Should Personal Finance be taught in School?
I was involved in a discussion some time back and we were discussing this and all of us thought it was ridiculous that they don’t teach a personal finance class in high school, at least not when we were in school. Is it any wonder that when kids go off to college they rack up so much debt? According to some statistics I read that the average undergraduate has credit card debt!
The logic behind teaching children and teenagers about personal finance is pretty obvious. Just think of all of the finance clichés that you’ve heard: start investing as early as you can, the most important factor in investing is time, don’t get into credit card debt, etc. – all things that are best to learn sooner rather than later.
And because many basic aspects of personal finance currently aren’t taught in school and are left to be learned at home, this current system seems to nurture the fact that wealthy people tend to stay wealthy and poor people tend to stay poor. I don’t think it takes a giant leap of faith to see the possible correlation.
A simple personal finance class with discussions on retirement, the negative impact debt can have on a person, automobile financing, and saving for the future instead of buying for the now should be implemented in every single high school across the country.

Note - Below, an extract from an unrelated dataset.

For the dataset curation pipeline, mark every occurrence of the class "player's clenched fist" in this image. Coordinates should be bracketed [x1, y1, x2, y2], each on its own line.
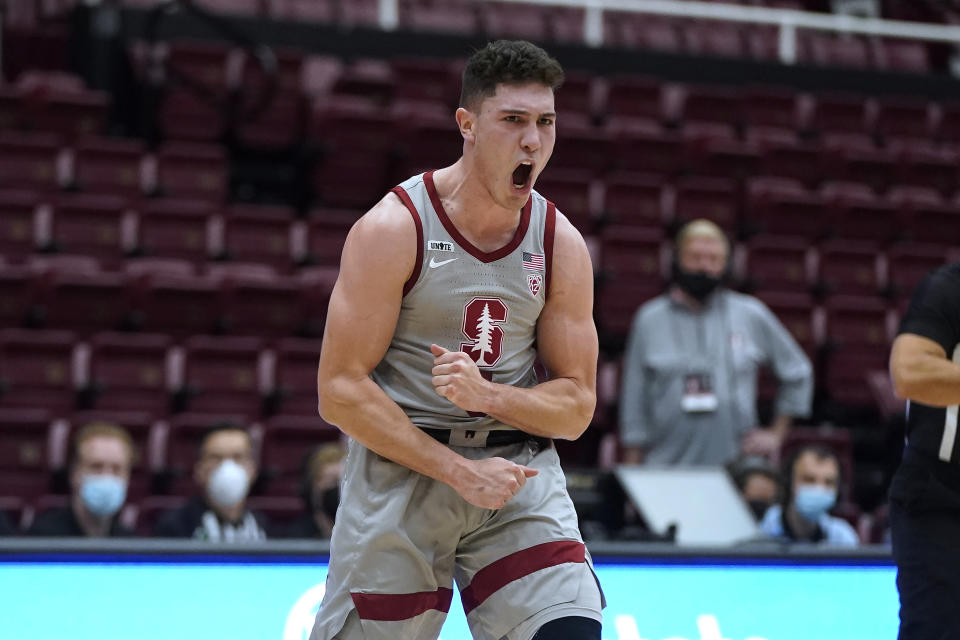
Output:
[451, 458, 539, 509]
[430, 344, 492, 411]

The best long term solution is educating people so that they want to save by making financial capability a compulsory part of the school curriculum and embarking on a public awareness campaign to show the potential hazards of not saving.
Did I really need to learn Chemistry if I had no interest in any fields that would need it? I would think that learning how to control one’s money would be of more help to most people. Thoughts? Did you have finance classes in high school? If you did, did they help? I would love to hear about your experiences!